Thursday, July 24, 2014

Window on Eurasia: Will Putin Move Against Kyrgyzstan Next?


Paul Goble

 

            Staunton, July 24 – The looming defeat of Vladimir Putin’s plans in southeastern Ukraine makes it more likely rather than less that he will seek to project Moscow’s power elsewhere, both to cover his retreat in Ukraine and to move toward the realization of his plans to reverse the results of 1991.

 

            That has sparked speculation in many of the post-Soviet states and further afield as to where the Kremlin leader is likely to move first.  Some have pointed to Belarus, others to Baltic countries even though they are members of NATO, and still others to the South Caucasus and Central Asia.

 

            The possibility Putin might move in Central Asia is perhaps especially likely for three reasons: many of the regimes there are relatively weak, Moscow is worried about both the impact of Afghanistan and of US withdrawal from it, and it is seeking to expand its reach toward China without allowing Beijing to expand too much in the other direction.

 

            In a commentary on the Centrasia.ru regional aggregator site, Zhantoro Shadakulov directly addressing the issue by asking “Will It Again be Kyrzgystan after Ukraine?” and suggesting some additional reasons why Bishkek may very well be in Putin’s sights (centrasia.ru/news.php?st=1406192160).

 

            Shadakulov summarizes Kyrgyzstan’s post-Soviet history in the following way: “14 years of peace and stability, then two revolutions over the course of several years and as a result constant meetings and mass dissatisfaction, international anger and clashes, and a fragile state of national security.”

 

            To call that country “independent and sovereign” in any meaningful way, he argues, is to drain any meaning from those words, especially since Bishkek has become “a puppet” now for the United States and now for Russia over this period, each of which has its own reasons for keeping Kyrgyzstan from “standing on its own feet.”

 

            Russia is in by far the more advantageous position in this regard, the analyst says.
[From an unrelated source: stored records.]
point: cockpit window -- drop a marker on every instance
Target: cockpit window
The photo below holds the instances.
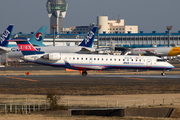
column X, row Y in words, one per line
column 160, row 60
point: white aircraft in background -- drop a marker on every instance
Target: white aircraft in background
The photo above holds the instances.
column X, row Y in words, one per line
column 84, row 47
column 84, row 62
column 159, row 51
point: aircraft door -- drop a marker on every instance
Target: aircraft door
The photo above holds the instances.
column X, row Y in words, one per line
column 90, row 59
column 149, row 62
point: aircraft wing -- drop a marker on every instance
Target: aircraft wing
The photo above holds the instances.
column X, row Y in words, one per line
column 82, row 67
column 4, row 50
column 150, row 53
column 102, row 49
column 86, row 50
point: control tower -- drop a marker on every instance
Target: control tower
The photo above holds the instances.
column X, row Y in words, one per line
column 56, row 12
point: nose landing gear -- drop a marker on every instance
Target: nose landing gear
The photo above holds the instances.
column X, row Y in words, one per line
column 84, row 73
column 163, row 74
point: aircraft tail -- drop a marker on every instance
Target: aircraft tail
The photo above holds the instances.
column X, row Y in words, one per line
column 37, row 39
column 25, row 46
column 6, row 36
column 88, row 41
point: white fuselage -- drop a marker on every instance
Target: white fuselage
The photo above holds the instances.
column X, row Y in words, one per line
column 95, row 61
column 15, row 53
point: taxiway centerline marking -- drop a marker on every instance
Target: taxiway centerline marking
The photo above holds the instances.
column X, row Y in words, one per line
column 23, row 79
column 136, row 78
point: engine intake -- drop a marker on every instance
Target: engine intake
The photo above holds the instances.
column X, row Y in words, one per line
column 52, row 56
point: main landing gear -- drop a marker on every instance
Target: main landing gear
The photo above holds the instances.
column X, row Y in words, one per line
column 84, row 73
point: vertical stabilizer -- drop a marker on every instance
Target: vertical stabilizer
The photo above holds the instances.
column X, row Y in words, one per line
column 37, row 39
column 6, row 36
column 89, row 40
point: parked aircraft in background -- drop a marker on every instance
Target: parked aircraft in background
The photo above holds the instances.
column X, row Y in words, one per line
column 3, row 40
column 84, row 47
column 84, row 62
column 159, row 51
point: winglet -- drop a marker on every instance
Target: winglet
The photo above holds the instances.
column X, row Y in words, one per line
column 6, row 36
column 88, row 41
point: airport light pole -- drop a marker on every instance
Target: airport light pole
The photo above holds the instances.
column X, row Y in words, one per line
column 54, row 27
column 99, row 27
column 169, row 28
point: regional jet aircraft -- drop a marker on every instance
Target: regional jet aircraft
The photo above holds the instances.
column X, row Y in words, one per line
column 84, row 62
column 13, row 51
column 159, row 51
column 3, row 40
column 84, row 47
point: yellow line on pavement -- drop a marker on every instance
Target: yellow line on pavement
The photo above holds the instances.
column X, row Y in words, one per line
column 23, row 79
column 136, row 78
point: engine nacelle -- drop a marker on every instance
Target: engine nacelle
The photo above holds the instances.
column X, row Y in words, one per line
column 52, row 56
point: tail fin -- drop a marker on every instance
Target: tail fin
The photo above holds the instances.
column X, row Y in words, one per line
column 37, row 39
column 88, row 41
column 6, row 36
column 26, row 47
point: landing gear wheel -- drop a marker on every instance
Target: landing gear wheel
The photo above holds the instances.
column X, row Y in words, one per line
column 163, row 74
column 84, row 73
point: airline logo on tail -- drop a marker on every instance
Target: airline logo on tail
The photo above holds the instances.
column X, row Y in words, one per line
column 90, row 36
column 5, row 36
column 39, row 36
column 88, row 41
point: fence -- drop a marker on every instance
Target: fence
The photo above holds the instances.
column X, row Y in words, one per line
column 25, row 105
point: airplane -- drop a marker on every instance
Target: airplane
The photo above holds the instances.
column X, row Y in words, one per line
column 159, row 51
column 84, row 47
column 14, row 53
column 85, row 62
column 3, row 40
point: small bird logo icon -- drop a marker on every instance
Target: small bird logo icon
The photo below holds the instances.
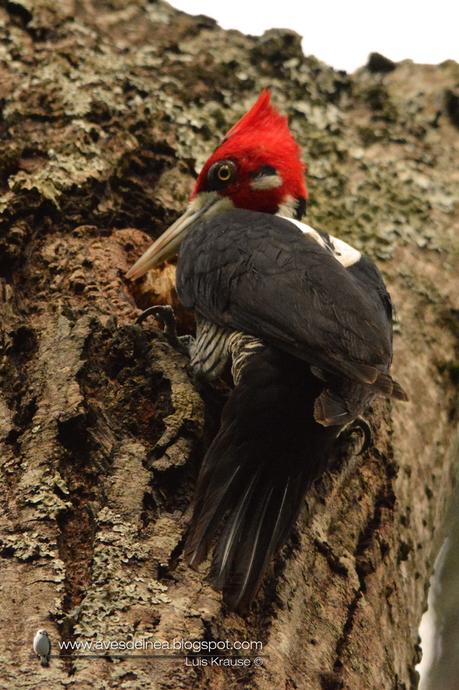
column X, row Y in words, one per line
column 42, row 646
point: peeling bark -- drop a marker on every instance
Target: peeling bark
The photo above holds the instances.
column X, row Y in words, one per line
column 106, row 112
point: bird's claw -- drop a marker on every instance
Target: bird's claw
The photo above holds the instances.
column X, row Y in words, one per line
column 361, row 425
column 164, row 314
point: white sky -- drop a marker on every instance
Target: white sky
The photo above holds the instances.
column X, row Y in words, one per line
column 343, row 32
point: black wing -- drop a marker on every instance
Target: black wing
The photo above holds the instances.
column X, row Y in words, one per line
column 254, row 476
column 260, row 274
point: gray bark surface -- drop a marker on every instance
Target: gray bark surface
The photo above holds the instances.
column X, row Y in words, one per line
column 106, row 112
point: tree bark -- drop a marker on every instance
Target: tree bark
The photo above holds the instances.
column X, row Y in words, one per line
column 106, row 112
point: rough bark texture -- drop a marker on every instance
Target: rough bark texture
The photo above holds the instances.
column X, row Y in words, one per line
column 107, row 109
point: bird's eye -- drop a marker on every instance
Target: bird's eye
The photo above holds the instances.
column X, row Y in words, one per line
column 220, row 174
column 224, row 173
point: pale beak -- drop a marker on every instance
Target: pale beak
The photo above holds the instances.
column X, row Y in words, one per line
column 167, row 245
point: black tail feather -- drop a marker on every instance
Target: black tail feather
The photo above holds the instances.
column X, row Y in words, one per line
column 255, row 473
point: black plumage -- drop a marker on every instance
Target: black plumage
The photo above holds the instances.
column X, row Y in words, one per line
column 328, row 336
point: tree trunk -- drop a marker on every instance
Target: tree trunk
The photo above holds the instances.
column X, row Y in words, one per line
column 106, row 112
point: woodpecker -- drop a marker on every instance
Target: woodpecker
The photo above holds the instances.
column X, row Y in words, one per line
column 42, row 646
column 304, row 320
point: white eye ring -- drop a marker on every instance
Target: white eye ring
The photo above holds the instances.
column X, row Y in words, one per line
column 221, row 173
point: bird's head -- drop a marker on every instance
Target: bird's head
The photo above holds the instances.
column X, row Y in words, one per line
column 256, row 167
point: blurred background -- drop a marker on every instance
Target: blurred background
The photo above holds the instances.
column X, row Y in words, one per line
column 343, row 34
Its 70 years of rule there means that Moscow knows the specific details of the Kyrgyz regime and the national character of the peoples who live there.  And more to the point, he says, “for decades, the Kremlin has intentionally sown the seeds of discord and fratricide among the republics and peoples” of the region. The Kyrgyz Republic is “one of the first of these to come to harvest.”

 

            After Joomart Otorbayev who is pro-American became prime minister, Shadakulov says, “the Kremlin has been trying not to allow any weakening of its many-years-long influence.” It isn’t going to organize another revolution because “it well understands” that in Kyrgyzstan the population includes both pro-American and pro-Russian groups.

 

            According to the Centrasia.ru commentator, Moscow operates on basis of the principle that “if you want to run peoples, then weaken and destroy their culture,” but “if you want to control the governments, take control of their economies.”

 

            With regard to the first half of this, he says, Moscow has succeeded extremely well in Kyrgyzstan. Now, it is moving to gain control over Kyrgyz strategic economic facilities. Its most immediate goal is “not to allow any deepening of Kyrgyz-Ukrainian military cooperation.” Kyiv had a contract with Bishkek for torpedoes; Moscow wants that contract to go to North Korea.

 

            In addition, Shadakulov says, Moscow’s operatives are working overtime to ensure that Kyrgyzstan’s “Russian speakers” have the correct views on Ukraine. Recently, they organized a conference of Russian compatriots in Bishkek, nominally to talk about legal support for Russians and the Russian language there but in fact to promote Moscow’s political agenda.

 

Conference participants adopted a resolution calling for the accelerated integration into the Customs Union which they said should have as its  “end goal … the creation of a single political-economic space.”  That is what Vladimir Putin has been pushing for across the entire region. They also asked for the simplification of the procedure for taking out Russian citizenship.

 

Those statements sparked objections from that part of the Kyrgyz opposition which Shadakulov describes as having “pro-American views,” thus setting up a potential conflict like the one in Ukraine.  “God forbid,” he says, “that Kyrgyzstan will become again the next place for a bloody confrontation.”